This thread is a reply to the following Pawel’s message:
Pawel, I have experienced all dynare++ errors
The message means that when solving higher order approximation, NaN or Inf values occurred in tensors (large multidimensional matrices). This can be caused by few operations.
The first possibility is an addition and multiplication of tensors. If the overflow happens in this case, then it is very likely that higher order derivatives of the solution explode (grow faster than factorial), which is a sign of non-stationary or non-existent solution. If the model is standard, check sizes of the shocks.
The second possibility is a higher order Sylvester equation. This solves deterministic part of the model, so the sizes of shocks do not matter. However, if your model is very persistent (i.e. the largest eigenvalue of the first derivative with respect to the states is close to 1), then higher order Sylvester equation can (in presence of roundoff) have eigenvalue equal to exact zero, which implies NaN or Inf in solution.

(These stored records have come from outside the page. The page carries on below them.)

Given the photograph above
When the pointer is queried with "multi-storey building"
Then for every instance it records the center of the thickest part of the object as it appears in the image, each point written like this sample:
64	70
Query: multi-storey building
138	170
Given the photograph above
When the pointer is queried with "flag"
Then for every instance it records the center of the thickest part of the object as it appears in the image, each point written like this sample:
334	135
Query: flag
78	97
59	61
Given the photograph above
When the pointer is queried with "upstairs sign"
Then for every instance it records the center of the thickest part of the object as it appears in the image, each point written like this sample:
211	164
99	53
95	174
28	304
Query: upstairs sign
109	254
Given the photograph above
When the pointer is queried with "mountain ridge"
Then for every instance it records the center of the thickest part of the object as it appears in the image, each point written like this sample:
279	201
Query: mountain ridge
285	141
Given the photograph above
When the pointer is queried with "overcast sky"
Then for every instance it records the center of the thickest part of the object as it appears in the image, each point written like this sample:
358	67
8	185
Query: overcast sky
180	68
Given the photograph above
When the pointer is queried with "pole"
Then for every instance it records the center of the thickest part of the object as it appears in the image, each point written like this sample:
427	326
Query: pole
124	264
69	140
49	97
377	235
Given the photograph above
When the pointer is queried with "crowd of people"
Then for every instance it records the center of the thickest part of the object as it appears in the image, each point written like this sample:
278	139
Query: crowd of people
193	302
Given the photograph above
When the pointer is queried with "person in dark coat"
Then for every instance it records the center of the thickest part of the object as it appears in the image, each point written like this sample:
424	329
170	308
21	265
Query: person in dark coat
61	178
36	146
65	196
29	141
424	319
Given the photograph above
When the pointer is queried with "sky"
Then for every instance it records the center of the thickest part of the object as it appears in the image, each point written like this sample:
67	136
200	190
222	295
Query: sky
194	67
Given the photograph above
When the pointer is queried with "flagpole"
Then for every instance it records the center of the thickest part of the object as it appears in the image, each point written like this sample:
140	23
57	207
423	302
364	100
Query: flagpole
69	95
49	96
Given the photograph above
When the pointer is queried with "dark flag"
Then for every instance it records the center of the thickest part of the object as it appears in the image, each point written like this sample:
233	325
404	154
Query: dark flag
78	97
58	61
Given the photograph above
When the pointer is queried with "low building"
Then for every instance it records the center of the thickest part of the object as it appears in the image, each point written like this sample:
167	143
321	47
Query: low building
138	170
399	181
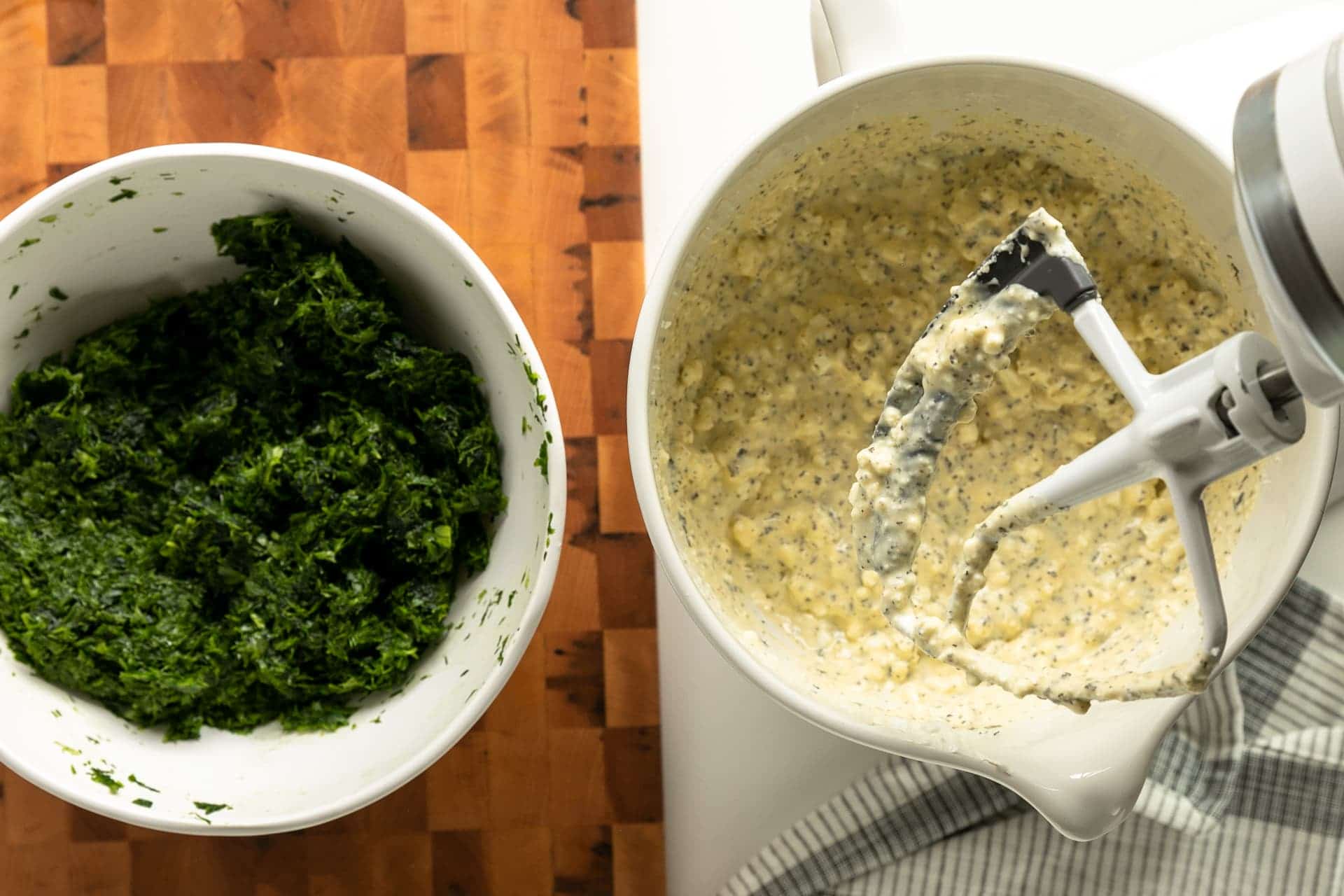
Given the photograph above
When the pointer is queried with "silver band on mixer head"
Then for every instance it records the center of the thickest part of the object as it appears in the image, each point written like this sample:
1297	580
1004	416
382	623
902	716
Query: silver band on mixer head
1276	223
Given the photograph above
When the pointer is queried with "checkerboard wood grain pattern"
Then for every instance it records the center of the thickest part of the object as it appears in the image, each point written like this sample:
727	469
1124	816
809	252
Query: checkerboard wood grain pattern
517	121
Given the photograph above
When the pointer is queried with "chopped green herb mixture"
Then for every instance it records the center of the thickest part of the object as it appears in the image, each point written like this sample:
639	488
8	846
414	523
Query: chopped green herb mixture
245	504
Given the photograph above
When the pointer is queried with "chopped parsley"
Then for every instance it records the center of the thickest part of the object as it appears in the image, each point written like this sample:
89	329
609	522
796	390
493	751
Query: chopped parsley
104	777
140	783
246	504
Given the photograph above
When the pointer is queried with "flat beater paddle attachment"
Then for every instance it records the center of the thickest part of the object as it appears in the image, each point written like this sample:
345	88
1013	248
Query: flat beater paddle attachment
1193	425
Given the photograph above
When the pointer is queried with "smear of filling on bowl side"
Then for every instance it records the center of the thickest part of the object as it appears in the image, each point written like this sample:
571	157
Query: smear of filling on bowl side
249	503
790	328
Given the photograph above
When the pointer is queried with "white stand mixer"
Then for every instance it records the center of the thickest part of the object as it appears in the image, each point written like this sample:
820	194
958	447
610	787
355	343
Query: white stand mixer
1230	406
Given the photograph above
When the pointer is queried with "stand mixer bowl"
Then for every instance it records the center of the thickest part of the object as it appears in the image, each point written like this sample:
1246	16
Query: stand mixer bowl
1082	773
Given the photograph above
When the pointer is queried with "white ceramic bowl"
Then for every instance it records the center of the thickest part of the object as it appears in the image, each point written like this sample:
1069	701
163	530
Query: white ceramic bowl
109	260
1082	773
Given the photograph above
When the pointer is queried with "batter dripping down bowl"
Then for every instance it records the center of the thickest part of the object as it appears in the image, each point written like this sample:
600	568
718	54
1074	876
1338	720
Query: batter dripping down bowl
1082	773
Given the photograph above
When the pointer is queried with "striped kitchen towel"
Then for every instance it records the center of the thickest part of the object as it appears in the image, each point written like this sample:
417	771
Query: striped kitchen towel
1246	796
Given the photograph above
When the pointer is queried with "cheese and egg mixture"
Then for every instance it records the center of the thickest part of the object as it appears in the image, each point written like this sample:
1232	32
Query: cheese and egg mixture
784	337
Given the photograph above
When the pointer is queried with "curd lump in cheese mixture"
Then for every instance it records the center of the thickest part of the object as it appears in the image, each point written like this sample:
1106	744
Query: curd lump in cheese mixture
785	333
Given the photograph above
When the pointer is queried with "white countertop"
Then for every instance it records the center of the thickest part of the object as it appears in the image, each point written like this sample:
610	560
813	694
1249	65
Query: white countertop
737	767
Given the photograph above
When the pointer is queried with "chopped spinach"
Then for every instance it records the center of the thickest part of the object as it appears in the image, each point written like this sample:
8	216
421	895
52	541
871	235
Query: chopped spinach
249	503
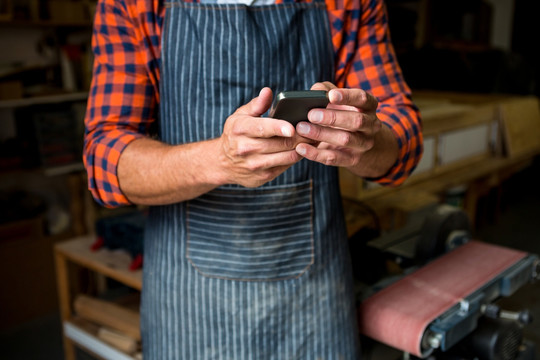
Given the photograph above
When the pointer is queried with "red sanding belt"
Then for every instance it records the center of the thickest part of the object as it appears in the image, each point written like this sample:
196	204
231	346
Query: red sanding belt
399	314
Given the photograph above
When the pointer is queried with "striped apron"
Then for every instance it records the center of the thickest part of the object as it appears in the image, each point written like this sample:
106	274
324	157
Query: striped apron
242	273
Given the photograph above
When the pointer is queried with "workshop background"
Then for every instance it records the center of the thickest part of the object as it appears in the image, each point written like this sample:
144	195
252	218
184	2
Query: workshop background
473	66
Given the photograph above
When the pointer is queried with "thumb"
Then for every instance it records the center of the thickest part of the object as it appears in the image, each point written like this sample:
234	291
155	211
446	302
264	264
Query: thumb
258	105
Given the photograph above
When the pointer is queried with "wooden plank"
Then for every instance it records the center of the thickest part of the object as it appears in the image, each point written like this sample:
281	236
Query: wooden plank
114	264
109	314
521	125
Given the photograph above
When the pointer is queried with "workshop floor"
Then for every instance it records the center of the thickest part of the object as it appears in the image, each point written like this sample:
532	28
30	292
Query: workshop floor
515	224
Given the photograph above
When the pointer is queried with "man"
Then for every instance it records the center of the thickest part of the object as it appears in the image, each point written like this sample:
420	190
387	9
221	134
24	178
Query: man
245	247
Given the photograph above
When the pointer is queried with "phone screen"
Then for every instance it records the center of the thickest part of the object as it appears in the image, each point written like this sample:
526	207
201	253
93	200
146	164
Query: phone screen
294	106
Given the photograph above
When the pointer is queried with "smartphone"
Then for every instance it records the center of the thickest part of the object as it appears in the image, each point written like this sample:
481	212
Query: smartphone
294	106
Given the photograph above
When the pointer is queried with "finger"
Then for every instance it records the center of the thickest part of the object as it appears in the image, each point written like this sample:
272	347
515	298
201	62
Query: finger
263	128
275	144
330	157
258	105
326	85
353	97
336	137
351	120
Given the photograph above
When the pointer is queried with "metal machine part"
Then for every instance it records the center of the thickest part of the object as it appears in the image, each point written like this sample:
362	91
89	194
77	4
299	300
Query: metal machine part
475	326
461	320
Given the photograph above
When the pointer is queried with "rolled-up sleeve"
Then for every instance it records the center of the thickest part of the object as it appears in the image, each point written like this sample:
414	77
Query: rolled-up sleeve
123	95
366	60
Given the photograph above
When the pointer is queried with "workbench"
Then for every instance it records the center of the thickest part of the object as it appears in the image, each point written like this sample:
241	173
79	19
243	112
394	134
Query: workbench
112	264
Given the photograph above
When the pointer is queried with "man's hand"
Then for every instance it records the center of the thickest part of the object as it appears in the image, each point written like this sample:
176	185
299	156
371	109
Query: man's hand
255	150
349	133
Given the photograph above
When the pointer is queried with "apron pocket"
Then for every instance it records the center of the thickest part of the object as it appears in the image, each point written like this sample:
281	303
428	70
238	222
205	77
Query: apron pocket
252	234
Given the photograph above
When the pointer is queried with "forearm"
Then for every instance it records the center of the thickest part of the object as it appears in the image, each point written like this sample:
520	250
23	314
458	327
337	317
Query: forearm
154	173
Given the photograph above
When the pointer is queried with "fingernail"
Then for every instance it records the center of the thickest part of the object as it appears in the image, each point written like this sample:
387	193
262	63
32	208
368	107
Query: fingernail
316	116
286	131
335	96
303	128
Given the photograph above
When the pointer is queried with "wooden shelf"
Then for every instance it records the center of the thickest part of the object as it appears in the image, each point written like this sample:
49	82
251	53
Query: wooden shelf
43	23
40	100
113	264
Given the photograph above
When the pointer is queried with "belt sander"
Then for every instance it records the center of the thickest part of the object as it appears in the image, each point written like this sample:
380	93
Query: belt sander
443	301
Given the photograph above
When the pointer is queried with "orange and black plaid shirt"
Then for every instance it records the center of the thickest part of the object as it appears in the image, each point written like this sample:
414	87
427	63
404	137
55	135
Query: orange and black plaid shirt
124	95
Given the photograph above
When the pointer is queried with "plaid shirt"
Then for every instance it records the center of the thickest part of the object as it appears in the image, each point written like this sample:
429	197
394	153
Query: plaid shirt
124	95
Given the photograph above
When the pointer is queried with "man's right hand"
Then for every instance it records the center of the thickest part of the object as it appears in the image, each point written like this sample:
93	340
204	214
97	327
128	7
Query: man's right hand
255	150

You can look to the journal file to know where the exception was thrown, whether it was just after Sylvester or somewhere else.
Also, a good way how to debug is to start with very small shocks and increase them. You should always try this first, if you have some problems connected to the solution.
Thanks a lot for your reply. Checking different shock sizes was the first thing we tried, as we’ve noticed before that weeeird things can happen if the variance is too big. Unfortunately that didn’t do the trick.
I’ll revisit the journal files and tell you exactly where the crash occured - you should here back from me within a day or two (this happened for a number of model files and I’d like to check them all).
As to your experiencing all dynare++ errors - I pray to god that I’ll never be in a position to say the same thing .
The problem is dynare++ problem, but not very serious. In both capital accummulation equations, you have terms ukacinvt^2 and rowacinvt^2 resp. which are diffrentiated in dynare++ as 2*(2-1)*(2-2)ukacinvt^(2-3). Since ukacinv is 0 at the steady state, then the derivative is evaluated to NaN, because of ukacinvt^(2-3). I changed the evaluator so that if some part of the product evaluates to 0, then other parts are not evaluated and the result is zero. Another fix might be rewriting the term as ukacinvtukacinvt, this makes no problems for the evaluator, because the third derivative is exactly 0.
The problem is solved in version 1.3.4, which is going to be released soon (hopefully). However it is already in svn.